Suraj Kumar

Personal information
- Born: 29 November 1988 (age 37) Jalandhar, Punjab, India
- Batting: Right-handed
- Role: Wicketkeeper-batsman

International information
- National side: Oman;
- ODI debut (cap 10): 27 April 2019 v Namibia
- Last ODI: 12 June 2022 v USA
- T20I debut (cap 26): 5 October 2019 v Hong Kong
- Last T20I: 21 October 2021 v Scotland

Career statistics
| Competition | ODI | T20I | LA | T20 |
| Matches | 20 | 17 | 28 | 17 |
| Runs scored | 328 | 109 | 524 | 109 |
| Batting average | 25.23 | 12.11 | 27.57 | 12.22 |
| 100s/50s | 0/2 | 0/0 | 0/5 | 0/0 |
| Top score | 62* | 42* | 70 | 42* |
| Catches/stumpings | 16/2 | 7/2 | 26/4 | 7/2 |
- Source: Cricinfo, 12 June 2022

= Suraj Kumar =

Indian-born cricketer (born 1988)

Suraj Kumar (born 29 November 1988) is an Indian-born cricketer who plays as a wicketkeeper-batsman for the Oman national cricket team.

==Early life==
Suraj was born in Jalandhar district in the Indian state of Punjab, to a Nepalese immigrant family. His parents were originally from Baglung, Nepal. He moved to Oman as a teenager to work for a company, and started his cricket career there.

==Career==
In October 2018, he was named in Oman's squad for the 2018 ICC World Cricket League Division Three tournament in Oman. He played in Oman's opening fixture of the tournament, against Kenya on 9 November 2018. In December 2018, he was named in Oman's team for the 2018 ACC Emerging Teams Asia Cup.

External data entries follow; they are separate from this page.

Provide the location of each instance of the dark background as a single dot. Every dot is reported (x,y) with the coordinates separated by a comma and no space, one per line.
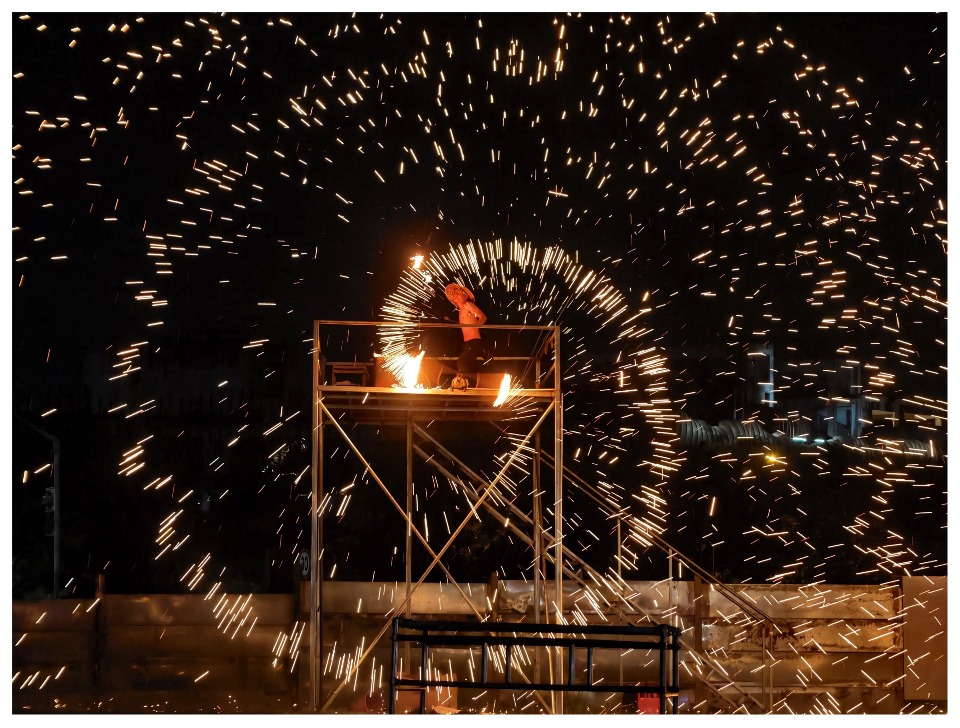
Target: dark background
(94,178)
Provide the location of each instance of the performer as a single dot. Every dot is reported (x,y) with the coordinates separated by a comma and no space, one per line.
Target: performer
(474,351)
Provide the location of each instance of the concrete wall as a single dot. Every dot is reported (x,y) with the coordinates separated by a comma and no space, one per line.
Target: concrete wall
(836,648)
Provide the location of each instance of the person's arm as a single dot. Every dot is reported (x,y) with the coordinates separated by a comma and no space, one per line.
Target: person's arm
(475,310)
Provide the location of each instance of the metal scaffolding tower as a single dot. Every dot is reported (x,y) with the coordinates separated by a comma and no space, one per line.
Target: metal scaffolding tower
(352,385)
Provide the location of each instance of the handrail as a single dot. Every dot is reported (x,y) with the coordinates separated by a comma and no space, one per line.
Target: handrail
(423,325)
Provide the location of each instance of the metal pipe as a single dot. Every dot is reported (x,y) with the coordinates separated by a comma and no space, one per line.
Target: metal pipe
(316,488)
(408,552)
(558,498)
(56,517)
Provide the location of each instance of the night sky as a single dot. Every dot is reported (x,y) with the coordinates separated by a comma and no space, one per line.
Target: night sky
(190,191)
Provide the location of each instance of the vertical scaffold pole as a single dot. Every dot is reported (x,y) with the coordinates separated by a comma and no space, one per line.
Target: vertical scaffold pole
(408,552)
(316,533)
(558,500)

He was a member of Oman's team for the 2019 ICC World Cricket League Division Two tournament in Namibia, and made his List A debut against the United States in the same tournament on 20 April 2019. Oman finished in the top four places in the tournament, therefore gaining One Day International (ODI) status. Kumar made his ODI debut for Oman on 27 April 2019, against Namibia, in the tournament's final.

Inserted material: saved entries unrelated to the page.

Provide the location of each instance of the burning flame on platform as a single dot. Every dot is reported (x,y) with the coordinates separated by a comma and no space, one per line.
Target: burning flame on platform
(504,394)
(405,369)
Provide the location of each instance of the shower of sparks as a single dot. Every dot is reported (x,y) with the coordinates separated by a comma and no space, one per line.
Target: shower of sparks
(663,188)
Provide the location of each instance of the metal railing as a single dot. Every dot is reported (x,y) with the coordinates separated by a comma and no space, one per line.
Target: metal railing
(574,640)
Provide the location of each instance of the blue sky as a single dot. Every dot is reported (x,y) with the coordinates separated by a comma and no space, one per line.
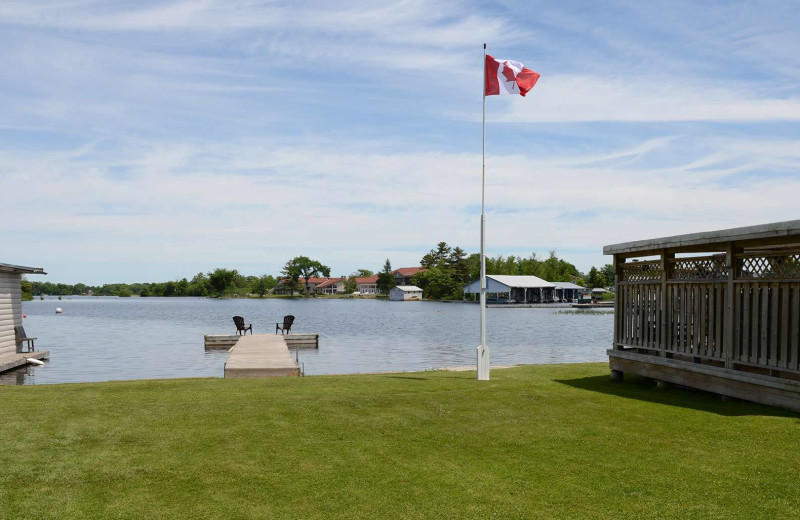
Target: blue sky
(147,141)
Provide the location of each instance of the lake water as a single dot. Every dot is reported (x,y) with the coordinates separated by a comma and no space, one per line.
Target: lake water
(106,338)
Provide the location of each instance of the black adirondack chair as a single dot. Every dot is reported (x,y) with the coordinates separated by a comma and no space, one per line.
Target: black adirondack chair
(286,326)
(23,338)
(240,328)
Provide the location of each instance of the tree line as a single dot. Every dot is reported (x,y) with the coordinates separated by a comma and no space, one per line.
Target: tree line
(448,269)
(217,283)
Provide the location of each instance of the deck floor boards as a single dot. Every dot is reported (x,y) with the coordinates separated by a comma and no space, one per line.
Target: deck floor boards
(260,355)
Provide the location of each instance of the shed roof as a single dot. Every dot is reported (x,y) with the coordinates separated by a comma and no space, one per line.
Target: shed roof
(566,285)
(11,268)
(526,282)
(696,240)
(408,271)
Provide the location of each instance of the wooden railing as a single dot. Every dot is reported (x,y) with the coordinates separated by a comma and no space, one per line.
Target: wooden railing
(733,310)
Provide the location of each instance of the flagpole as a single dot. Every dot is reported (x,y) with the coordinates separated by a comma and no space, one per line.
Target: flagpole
(483,350)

In September 2019, he was named in Oman's squads for the 2019–20 Oman Pentangular Series and the 2019 ICC T20 World Cup Qualifier tournament. He made his Twenty20 International (T20I) debut for Oman, against Hong Kong, on 5 October 2019. In November 2019, he was named in Oman's squad for the 2019 ACC Emerging Teams Asia Cup in Bangladesh. In September 2021, he was named in Oman's squad for the 2021 ICC Men's T20 World Cup.

In July 2023, Kumar played in a World Cup Qualifying match against the West Indies and was the top-scorer of the match.